Saturday, July 30, 2005

Thursday Night Sprites!

A very unstable, dynamic weather situation has led to numerous thunderstorms over France last Thursday night (28-29 July). When Pic du Midi finally emerged out of the cloud deck, many sprite events have been recorded between 0128 UT and 0204 UT, some consisted of multiple frames with separate new sprites. Camera operator Agnes Mika, one out of two girls in our team (...), has taken the lead with a topscore of at least 11 sprites so far! She initially thought that she had caught just two sprites, posted the message here and went to bed!

The first sprite was recorded at 0129 UT. A typical multiple-column sprite that was apparently triggered by a 197 kA positive cloud-to-ground flash.

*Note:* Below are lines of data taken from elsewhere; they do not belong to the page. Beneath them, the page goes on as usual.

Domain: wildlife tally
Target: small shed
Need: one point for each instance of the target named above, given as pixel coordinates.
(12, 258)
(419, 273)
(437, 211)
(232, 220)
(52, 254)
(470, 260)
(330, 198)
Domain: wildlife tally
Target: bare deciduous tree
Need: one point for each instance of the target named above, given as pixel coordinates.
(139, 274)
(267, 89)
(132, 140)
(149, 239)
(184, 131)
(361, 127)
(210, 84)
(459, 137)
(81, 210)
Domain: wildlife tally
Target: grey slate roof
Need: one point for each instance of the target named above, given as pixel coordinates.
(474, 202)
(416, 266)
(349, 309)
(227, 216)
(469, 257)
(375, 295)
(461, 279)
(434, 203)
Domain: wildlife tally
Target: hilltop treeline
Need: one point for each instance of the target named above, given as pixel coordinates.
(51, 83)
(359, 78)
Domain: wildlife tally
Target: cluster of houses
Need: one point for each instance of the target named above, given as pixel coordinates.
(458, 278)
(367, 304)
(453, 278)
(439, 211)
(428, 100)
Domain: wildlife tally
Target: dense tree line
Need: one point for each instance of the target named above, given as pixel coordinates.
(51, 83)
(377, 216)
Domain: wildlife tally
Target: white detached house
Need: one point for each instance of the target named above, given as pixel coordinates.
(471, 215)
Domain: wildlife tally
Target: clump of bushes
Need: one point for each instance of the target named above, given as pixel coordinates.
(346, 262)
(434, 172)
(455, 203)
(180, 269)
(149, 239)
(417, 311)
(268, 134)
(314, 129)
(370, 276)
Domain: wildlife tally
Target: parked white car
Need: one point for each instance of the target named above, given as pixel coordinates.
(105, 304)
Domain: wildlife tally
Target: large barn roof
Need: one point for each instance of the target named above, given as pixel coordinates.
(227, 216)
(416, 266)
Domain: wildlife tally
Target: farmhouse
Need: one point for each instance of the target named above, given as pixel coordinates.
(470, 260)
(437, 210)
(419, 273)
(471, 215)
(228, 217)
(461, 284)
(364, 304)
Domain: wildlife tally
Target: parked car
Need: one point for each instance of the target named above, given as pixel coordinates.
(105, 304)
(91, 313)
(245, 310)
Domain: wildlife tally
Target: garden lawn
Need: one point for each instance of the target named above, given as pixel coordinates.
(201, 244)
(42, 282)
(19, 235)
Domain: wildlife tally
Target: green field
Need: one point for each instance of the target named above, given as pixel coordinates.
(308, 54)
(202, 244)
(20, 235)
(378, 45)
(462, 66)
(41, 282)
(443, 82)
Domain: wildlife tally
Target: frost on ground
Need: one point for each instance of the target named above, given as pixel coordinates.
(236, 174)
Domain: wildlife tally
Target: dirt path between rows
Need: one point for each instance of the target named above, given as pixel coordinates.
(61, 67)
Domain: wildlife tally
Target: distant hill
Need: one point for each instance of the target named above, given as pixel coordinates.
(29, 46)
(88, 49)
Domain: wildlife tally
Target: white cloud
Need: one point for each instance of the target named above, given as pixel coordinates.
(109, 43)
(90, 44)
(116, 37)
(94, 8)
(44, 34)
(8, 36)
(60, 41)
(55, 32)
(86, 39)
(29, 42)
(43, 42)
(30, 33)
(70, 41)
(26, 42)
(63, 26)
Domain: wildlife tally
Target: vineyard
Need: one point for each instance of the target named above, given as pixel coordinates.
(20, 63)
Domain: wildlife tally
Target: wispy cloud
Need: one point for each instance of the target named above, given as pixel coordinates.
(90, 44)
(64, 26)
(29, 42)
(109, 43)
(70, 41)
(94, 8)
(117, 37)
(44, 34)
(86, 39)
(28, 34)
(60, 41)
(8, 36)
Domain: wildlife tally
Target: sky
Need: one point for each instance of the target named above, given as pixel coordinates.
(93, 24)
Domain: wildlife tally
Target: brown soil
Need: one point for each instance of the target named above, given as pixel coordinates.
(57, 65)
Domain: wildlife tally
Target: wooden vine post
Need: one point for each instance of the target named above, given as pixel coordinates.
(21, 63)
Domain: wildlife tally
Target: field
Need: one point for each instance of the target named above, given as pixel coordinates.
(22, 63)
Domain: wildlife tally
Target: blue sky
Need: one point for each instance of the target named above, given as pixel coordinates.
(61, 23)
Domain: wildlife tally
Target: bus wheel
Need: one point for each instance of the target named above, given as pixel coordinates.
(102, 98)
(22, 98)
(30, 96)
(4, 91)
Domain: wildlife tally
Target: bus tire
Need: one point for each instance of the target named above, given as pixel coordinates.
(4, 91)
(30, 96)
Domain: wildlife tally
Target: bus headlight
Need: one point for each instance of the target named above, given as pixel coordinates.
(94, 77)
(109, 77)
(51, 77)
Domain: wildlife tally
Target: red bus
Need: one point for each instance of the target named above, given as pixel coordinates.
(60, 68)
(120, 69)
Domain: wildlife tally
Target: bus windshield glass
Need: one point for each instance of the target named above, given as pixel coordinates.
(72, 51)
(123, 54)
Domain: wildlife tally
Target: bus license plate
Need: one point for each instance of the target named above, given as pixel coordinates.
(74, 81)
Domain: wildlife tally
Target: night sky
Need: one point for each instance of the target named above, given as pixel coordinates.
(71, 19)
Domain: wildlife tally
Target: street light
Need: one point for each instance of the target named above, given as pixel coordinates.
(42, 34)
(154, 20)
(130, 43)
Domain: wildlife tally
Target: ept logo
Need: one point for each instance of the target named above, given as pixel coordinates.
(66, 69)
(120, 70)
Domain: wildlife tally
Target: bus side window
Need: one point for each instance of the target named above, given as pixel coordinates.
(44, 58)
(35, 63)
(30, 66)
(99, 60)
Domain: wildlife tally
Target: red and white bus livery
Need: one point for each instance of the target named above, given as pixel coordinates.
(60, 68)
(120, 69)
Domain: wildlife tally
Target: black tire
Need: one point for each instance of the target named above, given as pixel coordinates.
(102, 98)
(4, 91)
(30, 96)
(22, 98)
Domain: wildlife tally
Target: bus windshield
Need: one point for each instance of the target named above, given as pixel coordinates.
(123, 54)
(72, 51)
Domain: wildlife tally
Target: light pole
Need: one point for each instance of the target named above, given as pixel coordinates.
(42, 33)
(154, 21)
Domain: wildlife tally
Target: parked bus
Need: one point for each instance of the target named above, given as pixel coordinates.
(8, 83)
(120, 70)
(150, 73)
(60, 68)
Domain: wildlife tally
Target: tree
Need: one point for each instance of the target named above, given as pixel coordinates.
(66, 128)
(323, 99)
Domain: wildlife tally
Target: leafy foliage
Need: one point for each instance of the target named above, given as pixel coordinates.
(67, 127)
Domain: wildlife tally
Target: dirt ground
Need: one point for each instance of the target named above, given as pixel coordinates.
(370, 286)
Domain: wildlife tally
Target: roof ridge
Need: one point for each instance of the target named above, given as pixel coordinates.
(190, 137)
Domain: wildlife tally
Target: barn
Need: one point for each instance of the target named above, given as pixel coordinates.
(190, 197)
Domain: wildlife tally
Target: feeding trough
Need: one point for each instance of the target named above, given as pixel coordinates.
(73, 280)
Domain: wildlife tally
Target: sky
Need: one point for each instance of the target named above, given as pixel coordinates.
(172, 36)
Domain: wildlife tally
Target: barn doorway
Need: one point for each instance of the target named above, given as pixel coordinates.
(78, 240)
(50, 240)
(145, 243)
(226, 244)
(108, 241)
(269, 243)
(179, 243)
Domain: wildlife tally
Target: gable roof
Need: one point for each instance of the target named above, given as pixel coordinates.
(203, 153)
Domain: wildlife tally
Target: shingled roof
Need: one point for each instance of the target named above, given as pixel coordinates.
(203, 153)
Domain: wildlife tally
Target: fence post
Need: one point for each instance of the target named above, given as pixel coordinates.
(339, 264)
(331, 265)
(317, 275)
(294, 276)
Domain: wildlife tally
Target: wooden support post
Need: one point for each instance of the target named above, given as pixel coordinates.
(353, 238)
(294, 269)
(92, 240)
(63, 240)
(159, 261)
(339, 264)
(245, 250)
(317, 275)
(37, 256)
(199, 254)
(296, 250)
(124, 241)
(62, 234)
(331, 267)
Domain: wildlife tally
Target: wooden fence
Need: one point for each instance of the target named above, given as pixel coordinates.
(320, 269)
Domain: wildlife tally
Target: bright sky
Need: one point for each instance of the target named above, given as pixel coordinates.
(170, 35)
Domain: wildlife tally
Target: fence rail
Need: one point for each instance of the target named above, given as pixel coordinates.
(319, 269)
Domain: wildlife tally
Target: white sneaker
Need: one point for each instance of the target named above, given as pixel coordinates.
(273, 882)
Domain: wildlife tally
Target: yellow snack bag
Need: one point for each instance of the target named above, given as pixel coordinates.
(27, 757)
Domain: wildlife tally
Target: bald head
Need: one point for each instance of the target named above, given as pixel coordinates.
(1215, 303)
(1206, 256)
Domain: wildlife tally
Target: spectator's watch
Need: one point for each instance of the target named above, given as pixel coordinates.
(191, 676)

This flash has shown up on the lightning map as a big cross. Most sprites happened over this area.

Here is a little gallery of the nicest images for you, in random order. Please respect that you may use these images only in the form as they are presented here, without any modification.

The last sprite image above shows a carrot-type sprite that occurred on 0140 UT. This was the biggest event of the series, many different frames were captured. Note that the wide-view camera has a strange grey-shade problem that needs to be resolved, fortunately the narrow-view camera does yield high quality images. The phenomenal close-up of this carrot sprite, zooming in on the tendrils with beads, is shown below. The first human to witness this unbelievable image was Oscar, who's eyes almost dropped out of his head and his heart skipped a beat!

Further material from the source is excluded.